And we're extending the model to deal with other things than RFC's....
Well, I'd have to say that dealing with RFC's is about as easy as they
come, and you'd better have a damn fine project when you're done or
I'll be quite disappointed. The texts are regular and structured,
there's a lot of boilerplate text which could be extracted out and
conclusions drawn from it, and there's a substantial amount of
"superstructure" in that RFCs reference other documents and there's a
strong sense of "this supersedes that, this modifies that, etc.".
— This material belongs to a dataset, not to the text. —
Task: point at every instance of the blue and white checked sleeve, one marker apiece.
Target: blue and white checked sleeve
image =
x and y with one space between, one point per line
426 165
It's a consistent, high quality, verified data stream, you should be
able to do a lot more with it than just browse author and title.
There is no "RFC Hierarchy"; the collection of RFCs is a complex,
tangled web of references, updates, improvements, discussions, and
ephemera. Attempts to impose a strict hierarchical structure on it
will fail to capture the richness of information in it.
Does your tool provide any way to search through the various sections
of the RFCs? For instance, modern RFCs all have a "security
considerations" section; can you browse through those looking for RFCs
which have extensive discussion? That would be valuable.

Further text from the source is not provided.